Talvez eu tivesse mencionado o Magritte, sentindo aquela estranha obrigação por estar na Bélgica. O Bendt provavelmente teria dado de ombros e dito que ia chover mais tarde. Nuvens se multiplicando como tumores.
Eu poderia ter voltado aos corvos. Falar sobre como as pernas do homem e da mulher estão desmembradas em The Feast – e que tipo de mundo é esse em que parece que estamos presos. Talvez eu tivesse me perguntado em voz alta se as pinturas falam sobre assombração — e qual seria o assombro delas... (Jean Cocteau? Monica Majoli? Representações hiper-realistas e barrocas da carne? Quando a gente se aproxima de Graves and Idols [Túmulos e Ídolos], parece até que sangue corre sob a carne marmorizada). Assombro certamente teria sido algo presente na minha cabeça, desde que soube que o Bendt trabalha no estúdio que era do avô dele – o que deve deixar algum tipo de marca psíquica na obra (eu me arrependeria de dizer isso...). Talvez crie uma sensação de continuidade. Ou tristeza. Fantasmas sentados à sua frente, à mesa, pela manhã.
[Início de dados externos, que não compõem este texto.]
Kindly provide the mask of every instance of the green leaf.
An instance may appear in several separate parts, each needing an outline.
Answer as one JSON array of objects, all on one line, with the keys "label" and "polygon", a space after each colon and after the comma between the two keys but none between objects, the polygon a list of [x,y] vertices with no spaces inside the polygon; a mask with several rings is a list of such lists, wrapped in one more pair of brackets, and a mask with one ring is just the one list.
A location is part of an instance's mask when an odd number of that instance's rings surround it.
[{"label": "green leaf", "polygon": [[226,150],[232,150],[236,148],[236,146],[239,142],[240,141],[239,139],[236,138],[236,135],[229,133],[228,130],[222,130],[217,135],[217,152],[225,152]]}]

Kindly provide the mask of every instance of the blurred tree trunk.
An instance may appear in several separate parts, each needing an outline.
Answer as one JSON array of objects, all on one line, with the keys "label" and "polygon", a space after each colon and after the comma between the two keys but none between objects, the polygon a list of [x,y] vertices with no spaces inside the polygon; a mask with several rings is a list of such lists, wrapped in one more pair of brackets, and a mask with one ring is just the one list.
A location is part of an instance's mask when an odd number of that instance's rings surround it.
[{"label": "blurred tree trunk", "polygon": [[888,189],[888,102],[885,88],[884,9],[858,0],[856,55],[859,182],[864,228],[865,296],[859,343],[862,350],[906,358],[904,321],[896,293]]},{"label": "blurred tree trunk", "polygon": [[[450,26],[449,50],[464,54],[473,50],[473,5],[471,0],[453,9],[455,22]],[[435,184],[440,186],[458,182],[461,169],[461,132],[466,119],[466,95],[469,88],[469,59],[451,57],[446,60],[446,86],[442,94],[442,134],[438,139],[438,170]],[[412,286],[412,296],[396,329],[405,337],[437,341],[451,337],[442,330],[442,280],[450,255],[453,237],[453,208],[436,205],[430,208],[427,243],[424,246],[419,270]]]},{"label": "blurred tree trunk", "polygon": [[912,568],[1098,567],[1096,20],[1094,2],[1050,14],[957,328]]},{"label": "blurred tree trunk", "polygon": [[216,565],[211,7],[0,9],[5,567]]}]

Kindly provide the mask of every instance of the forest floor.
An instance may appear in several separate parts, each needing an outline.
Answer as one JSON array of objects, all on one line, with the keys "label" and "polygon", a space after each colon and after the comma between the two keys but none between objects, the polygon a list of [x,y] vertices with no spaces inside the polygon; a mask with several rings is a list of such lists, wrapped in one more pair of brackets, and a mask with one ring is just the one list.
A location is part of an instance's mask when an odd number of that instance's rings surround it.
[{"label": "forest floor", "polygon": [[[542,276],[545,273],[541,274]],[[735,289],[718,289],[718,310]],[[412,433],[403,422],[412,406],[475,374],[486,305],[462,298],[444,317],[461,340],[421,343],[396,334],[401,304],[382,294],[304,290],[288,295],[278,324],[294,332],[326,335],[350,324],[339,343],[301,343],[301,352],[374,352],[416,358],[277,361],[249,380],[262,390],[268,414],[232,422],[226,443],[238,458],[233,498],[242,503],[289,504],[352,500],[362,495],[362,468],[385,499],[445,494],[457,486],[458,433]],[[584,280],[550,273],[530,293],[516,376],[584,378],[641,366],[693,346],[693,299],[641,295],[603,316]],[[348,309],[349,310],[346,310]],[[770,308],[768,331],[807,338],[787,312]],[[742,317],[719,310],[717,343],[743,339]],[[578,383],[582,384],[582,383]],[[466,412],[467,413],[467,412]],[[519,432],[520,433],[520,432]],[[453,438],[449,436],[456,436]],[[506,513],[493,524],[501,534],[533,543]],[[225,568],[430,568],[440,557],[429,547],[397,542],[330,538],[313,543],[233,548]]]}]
Eu teria mencionado The Pig [O Porco], que me dá a sensação de estar invadindo um filme pornô dirigido por Michael Haneke – aquela renderização desconcertante em 8K da jaqueta de couro, a câmera dos anos 90, a jaqueta dele. Pele de animal, então, sim: carne. As pinturas do Bendt têm uma certa suavidade, mas não uma suavidade agradável ou acolhedora – é algo mais próximo da pele, morno, sugerindo um mundo fora de foco, como se você tivesse tomado uma superdose de tranquilizantes numa tarde de primavera...
As esculturas acrescentam uma camada extra de arrepio, como se viessem de outra época – anos 1920, talvez. Relógios derretendo, sombras alucinógenas, leopardos rondando cavalheiros de smoking e damas de vestido longo, bebendo coquetéis, falando várias línguas ao mesmo tempo.
Talvez essa fosse a deixa para fazer uma caminhada, ver como um mundo se transforma ou se alimenta de outro. Talvez a gente parasse numa rua qualquer, e o Bendt apontasse para umas árvores meio bruxas e dissesse que eram as árvores de The Swamplands, e, num tranco de quem cai da cama, eu lembraria onde estava. E teria dito: “Preciso ir, antes que eu perca meu trem.”
– Charlie Fox
1. Uma música que, agora que penso nisso, mas que curiosamente não me ocorreu na hora, fala sobre a jornada inquieta de um homem em um trem estrangeiro rumo a um lugar desconhecido.
Bendt Eyckermans (nascido em 1994, Antuérpia, Bélgica) vive e trabalha em Antuérpia.
As exposições individuais do artista incluem Mendes Wood DM, Bruxelas (2025); Gallery Sofie Van de Velde, Antuérpia (2023); Carlos/Ishikawa, Londres (2023); Andrew Kreps Gallery, Nova York (2022); TANK, Xangai (2022); Gallery Sofie Van de Velde, Antuérpia (2019); Carlos/Ishikawa, Londres (2019); S.M.A.K., Gante (2018); Kusseneers Gallery, Bruxelas (2018); Kusseneers Gallery, Bruxelas (2017); Kusseneers Gallery, Bruxelas (2016); Park Spoor Noord, Antuérpia (2016); Antwerp Tower, Antuérpia (2016); Hof ter Biest, Ekeren (2016); Troncaise (2016); Handelsbeurs, Antuérpia (2015); Marion de Canniere Gallery, Antuérpia (2014); e Galerie van Campen en Rochtus, Antuérpia (2013).
Suas exposições coletivas incluem S.M.A.K., Gante (2025); The Perimeter, Londres (2025); The Campus, Hudson (2024); M HKA, Antuérpia (2024); Andrew Kreps Gallery, Nova York (2021); M HKA, Antuérpia (2021); Kunstfestival Watou, Watou (2021); CC Mechelen, Mechelen (2018); e Plus One, Antuérpia (2017). O trabalho de Eyckermans faz parte das coleções do M HKA, Antuérpia; Rachofsky Collection, Dallas; Sifang Art Museum, Nanjing; e TANK, Xangai.